Corpus Creation 2.0

As was expected, there has been a change in direction that my corpus is headed.  Originally, my plan was to analyze the lyrics of songs that are considered either happy or sad.  My goal was basically to see what the factors are in these songs that make them considered to be either happy or sad.  This would be interesting, but I decided to go a step further and add to my corpus of songs the top 40 songs in the US, United Kingdom, and Australia.  Now, once I gather all of the trends that make a song happy or sad, I can apply this knowledge to the top 40s of the various countries and see what kind of trends are most commonly used in each country.  Fortunately, Spotify has playlists with all of the top 40s for these countries.  I decided to pick the countries that I did because they are all english speaking, which gets rid of the translation issue that I would have had with most other countries.   I will try to keep all of Hofstede’s Cultural Dimensions in mind as I analyze my results to see how they are intertwined in the type of lyrics that are used.


Using both AntConc and Voyant to analyze these texts have led to some interesting findings.  So far, on AntConc, I have only been using word frequency tools of words that I think would be significant.  This, is not a great way for me to analyze the texts because I am using my bias to think of words to look for.  Right now, the only significant finding I have using AntConc is that there are more female pronouns used in “happy” songs than “sad” songs.  There is actually almost no female or male pronouns used in “sad” songs.  This could be as a result of song writers realizing that people can be sad about a lot of things and decided to make them less people specific and more internalized.
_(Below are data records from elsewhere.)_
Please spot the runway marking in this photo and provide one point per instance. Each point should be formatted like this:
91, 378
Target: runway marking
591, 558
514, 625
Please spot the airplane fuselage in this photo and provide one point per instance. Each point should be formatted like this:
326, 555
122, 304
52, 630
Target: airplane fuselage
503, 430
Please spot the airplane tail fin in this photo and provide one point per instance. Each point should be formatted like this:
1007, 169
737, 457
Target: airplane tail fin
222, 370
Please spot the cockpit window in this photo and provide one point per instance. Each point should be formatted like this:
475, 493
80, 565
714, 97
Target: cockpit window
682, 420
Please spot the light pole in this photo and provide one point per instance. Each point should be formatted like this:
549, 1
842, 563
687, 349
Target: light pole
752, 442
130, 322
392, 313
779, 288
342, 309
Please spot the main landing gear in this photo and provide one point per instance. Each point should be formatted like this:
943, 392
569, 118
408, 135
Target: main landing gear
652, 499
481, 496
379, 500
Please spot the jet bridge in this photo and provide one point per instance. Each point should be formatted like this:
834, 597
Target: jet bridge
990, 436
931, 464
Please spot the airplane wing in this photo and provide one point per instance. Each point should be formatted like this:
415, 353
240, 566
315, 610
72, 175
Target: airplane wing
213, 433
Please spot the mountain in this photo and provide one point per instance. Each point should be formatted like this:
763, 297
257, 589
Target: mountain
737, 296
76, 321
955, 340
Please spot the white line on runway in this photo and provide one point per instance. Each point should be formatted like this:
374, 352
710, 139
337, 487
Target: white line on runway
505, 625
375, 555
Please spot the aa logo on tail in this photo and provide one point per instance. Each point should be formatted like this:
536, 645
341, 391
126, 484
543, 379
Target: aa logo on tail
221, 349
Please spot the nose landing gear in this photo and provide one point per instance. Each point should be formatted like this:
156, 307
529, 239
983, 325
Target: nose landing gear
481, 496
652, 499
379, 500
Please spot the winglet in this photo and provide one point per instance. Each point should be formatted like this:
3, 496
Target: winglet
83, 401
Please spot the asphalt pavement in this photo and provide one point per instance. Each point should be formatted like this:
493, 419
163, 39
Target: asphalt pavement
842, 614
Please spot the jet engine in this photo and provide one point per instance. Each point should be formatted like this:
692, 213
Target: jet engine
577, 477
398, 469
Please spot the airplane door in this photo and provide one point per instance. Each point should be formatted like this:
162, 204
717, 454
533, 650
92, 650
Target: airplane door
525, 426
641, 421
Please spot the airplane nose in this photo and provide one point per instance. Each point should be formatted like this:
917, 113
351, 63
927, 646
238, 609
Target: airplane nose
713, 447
I found Voyant’s collocation tool to be particularly attractive.  This tool was able to show me words that are most frequently repeated.  I found that words repeated in the “Sad” songs included “know”, “cry”, “love”, “used”, “mind”, and “I’m”.  Most of these words can tell us a little bit about what the songs talk about.  We see that “cry” is used, which is a pretty standard word that would be expected in a sad song.  The word “used” is also frequently repeated.  This could be telling us two things.  Either that the songs are about someone or something feeling or being used, which could very well be an element of a sad song.  It could also mean that the songs are talking about the way things “used” to be.  This could be targeting the listener by trying to trigger old memories that may cause them to consider the song “sad”.  Words repeated in the “happy” songs include “la”, “love”, “time”, “I’m”, “say”, and “like”.  “La” being something that is repeated frequently can show us that lyrics could be less important in these “happy” songs and they are more about the melody and catchiness.  What I noticed is that “love” is repeated frequently in both of these groups of songs.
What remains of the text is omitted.